What is the minimum temperature greater stitchwort can survive?
Minimum survivable temperature is roughly below about −20 °C. Greater Stitchwort is built for winter — once established it takes hard frost and snow in its stride.
What hardiness zone is greater stitchwort?
Greater Stitchwort is rated USDA 4-8 and RHS H7 — Hardy in the severest European continental winters.
Can greater stitchwort survive winter outside?
Plant it out within USDA 4-8 and it overwinters with little or no help. It does not want to come indoors — a warm winter room actually weakens a hardy plant by denying it dormancy. The real risks in its range are waterlogging, wind-rock on young plants, and a late hard frost on new growth — not ordinary winter cold.
What happens to greater stitchwort below its minimum temperature?
It tolerates winter lows to about −20 °C once established. Below its rated zone, the visible damage is browned or blackened top growth and, in the worst case, a killed crown or root.

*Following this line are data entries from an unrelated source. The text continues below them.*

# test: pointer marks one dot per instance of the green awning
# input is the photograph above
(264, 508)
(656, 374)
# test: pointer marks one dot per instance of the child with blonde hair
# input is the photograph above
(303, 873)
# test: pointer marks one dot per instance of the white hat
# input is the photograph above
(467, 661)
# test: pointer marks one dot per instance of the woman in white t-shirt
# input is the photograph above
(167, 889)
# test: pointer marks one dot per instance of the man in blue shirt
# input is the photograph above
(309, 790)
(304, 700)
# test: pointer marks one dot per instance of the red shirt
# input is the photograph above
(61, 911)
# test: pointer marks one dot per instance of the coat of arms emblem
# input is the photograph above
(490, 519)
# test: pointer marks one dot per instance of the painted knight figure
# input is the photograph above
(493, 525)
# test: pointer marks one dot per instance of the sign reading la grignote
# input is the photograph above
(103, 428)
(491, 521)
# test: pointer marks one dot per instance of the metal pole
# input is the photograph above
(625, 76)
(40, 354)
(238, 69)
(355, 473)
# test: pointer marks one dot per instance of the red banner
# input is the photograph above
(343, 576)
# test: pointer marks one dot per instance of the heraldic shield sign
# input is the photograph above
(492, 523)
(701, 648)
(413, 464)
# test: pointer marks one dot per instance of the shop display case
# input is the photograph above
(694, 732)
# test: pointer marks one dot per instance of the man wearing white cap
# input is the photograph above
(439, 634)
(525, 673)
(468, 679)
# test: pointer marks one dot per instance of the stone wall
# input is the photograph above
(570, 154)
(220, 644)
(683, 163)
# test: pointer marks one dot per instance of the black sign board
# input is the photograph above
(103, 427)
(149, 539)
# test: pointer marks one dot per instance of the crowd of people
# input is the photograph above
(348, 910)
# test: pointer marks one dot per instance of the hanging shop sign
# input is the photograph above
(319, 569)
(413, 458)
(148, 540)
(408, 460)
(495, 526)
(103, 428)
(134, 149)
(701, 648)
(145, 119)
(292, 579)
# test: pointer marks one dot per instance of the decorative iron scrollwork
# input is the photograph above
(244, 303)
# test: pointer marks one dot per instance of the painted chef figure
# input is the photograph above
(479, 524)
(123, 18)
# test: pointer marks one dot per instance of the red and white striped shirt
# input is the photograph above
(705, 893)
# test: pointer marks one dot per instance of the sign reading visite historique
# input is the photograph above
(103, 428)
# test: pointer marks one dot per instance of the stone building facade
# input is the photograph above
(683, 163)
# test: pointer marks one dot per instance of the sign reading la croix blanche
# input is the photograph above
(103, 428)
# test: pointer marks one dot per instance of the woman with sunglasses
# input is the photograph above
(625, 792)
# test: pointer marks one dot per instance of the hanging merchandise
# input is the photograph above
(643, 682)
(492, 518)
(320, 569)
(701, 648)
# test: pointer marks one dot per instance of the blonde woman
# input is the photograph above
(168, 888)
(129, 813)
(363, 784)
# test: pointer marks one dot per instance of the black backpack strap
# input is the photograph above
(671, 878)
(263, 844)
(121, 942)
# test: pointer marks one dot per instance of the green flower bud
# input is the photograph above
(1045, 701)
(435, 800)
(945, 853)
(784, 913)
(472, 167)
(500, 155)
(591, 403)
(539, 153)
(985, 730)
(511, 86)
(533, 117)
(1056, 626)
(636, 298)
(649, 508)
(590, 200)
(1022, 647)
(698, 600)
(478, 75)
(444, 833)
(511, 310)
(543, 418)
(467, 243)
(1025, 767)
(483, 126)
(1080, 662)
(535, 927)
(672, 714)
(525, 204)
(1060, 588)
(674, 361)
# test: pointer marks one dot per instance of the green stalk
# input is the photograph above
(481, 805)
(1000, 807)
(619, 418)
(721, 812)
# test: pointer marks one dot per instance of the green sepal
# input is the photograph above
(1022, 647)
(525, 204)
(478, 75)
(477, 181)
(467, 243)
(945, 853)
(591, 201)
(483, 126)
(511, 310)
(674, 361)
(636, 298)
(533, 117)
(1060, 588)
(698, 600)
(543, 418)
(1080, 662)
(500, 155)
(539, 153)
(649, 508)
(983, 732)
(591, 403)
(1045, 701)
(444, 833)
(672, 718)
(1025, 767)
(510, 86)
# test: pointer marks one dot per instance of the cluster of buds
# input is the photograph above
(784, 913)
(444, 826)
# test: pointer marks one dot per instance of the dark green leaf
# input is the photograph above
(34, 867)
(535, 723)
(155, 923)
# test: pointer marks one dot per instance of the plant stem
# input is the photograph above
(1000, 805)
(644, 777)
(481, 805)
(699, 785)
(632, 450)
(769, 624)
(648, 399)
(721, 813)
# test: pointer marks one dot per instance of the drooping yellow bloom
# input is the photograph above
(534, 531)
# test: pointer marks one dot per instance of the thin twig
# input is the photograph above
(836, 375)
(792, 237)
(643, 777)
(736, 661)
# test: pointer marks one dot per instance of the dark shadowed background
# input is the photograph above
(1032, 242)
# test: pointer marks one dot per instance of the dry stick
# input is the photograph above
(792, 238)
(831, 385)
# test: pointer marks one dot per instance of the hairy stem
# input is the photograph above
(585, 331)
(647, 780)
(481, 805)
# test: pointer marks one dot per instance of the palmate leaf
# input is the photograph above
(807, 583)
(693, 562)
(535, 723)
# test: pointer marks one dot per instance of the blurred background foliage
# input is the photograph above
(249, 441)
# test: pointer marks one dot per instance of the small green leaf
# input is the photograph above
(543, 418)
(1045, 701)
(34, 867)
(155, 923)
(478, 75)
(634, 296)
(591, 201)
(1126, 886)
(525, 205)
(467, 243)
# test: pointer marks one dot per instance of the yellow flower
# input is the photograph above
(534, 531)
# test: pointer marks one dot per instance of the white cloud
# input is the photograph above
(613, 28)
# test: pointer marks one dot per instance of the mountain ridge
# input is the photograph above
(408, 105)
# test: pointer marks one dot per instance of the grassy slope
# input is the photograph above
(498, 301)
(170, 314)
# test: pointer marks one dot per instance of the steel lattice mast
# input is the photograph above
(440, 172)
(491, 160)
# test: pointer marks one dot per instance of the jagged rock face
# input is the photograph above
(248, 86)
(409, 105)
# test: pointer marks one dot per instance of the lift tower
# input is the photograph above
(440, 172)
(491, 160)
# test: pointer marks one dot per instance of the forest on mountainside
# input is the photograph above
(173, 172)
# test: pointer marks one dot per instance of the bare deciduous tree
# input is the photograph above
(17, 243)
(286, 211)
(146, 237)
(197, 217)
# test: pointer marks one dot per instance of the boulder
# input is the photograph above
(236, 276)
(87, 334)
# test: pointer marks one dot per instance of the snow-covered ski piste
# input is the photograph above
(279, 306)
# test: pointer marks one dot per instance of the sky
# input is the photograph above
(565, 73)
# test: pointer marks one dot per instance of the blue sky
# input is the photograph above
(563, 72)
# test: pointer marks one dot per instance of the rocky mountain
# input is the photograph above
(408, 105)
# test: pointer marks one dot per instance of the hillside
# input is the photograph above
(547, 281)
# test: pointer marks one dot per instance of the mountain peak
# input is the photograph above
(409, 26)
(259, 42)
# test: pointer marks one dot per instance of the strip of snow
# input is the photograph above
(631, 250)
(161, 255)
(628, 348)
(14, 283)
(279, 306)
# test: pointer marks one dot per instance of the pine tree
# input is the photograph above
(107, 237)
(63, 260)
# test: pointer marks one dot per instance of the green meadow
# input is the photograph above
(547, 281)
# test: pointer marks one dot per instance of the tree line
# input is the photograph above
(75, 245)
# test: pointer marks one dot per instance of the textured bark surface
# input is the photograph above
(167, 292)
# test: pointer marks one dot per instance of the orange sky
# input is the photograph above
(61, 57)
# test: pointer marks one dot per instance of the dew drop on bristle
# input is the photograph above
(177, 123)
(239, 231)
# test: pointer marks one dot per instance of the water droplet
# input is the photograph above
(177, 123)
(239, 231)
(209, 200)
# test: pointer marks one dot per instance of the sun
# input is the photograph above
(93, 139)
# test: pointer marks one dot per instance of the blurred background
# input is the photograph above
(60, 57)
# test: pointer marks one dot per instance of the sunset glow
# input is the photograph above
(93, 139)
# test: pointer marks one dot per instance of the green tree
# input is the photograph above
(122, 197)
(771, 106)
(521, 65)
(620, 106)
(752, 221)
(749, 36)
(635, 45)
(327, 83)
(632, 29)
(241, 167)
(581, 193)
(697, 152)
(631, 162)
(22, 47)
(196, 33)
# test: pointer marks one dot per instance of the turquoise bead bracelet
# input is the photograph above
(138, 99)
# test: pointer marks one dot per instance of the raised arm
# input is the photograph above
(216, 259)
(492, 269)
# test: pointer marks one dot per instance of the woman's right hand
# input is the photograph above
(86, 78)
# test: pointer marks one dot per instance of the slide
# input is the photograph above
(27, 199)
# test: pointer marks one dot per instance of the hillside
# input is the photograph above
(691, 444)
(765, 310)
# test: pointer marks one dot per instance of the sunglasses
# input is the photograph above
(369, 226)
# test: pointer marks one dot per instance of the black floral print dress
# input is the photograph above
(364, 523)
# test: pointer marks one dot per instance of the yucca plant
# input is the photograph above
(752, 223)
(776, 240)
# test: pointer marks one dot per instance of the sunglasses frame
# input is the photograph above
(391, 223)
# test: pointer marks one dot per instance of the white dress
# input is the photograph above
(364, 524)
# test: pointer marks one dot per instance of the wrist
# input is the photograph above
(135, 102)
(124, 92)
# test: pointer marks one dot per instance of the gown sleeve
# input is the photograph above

First-year, newly planted, or container-grown specimens are noticeably less hardy than established garden plants — the roots are exposed.
Keep reading
- Greater Stitchwort care — the full brief (light, water, soil, problems, pet safety)
- USDA hardiness zones — find yours and what grows there
- Is greater stitchwort hardy in the UK? — the RHS-rating version
- RHS hardiness ratings — the UK system explained
- Frost-date calculator — your real outdoor window
- The USDA hardiness zone map, explained
- Is grey club-rush cold hardy?
- Is reed sweetgrass cold hardy?
- Is water forget-me-not cold hardy?